PhD Thesis Defenses

PhD defence: Abelian and non-abelian quantum Hall hierarchies

A core tenet of condensed matter physics has been that different phases of matter can be classified according to Landau’s symmetry breaking paradigm. It has become clear, however, that phases of matter exist that are not distinguished by symmetry, but rather by topology. A paradigmatic example of this topological order are the fractional quantum Hall phases, which are the topic of this dissertation. Such phases exhibit the fractional quantum Hall effect, which occurs when electrons confined to two dimensions are subjected to a strong perpendicular magnetic field at very low temperatures. Characterized by a precise quantization of the Hall resistance and a concomitant vanishing of the longitudinal resistance, the fractional quantum Hall effect results from the formation of a strongly correlated quantum liquid of electrons.

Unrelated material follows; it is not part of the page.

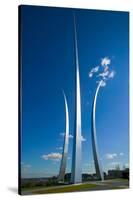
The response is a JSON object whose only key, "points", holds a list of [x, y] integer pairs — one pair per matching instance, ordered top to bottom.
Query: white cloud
{"points": [[105, 61], [93, 70], [104, 74], [111, 74], [103, 84], [70, 135], [83, 139], [59, 148], [121, 154], [52, 156], [110, 156], [114, 164], [127, 165]]}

This quantum liquid supports remarkable quasiparticle excitations, which carry a fractional charge and are thought to obey fractional statistics beyond the familiar Bose-Einstein and Fermi-Dirac statistics. The theoretical understanding of the topological orders realized by the fractional quantum Hall states has progressed by the proposal of explicit trial wave functions as well as various types of effective field theories. This dissertation focuses on two series of trial wave functions, abelian and non-abelian hierarchy wave functions. We study the non-abelian hierarchy wave functions using conformal field theory techniques, by means of which the associated topological properties are studied. These include the fractional charges of the quasiparticles and their non-abelian fractional statistics. In addition, we study abelian hierarchy wave functions using effective Ginzburg-Landau theories in a way that connects to their known conformal field theory description.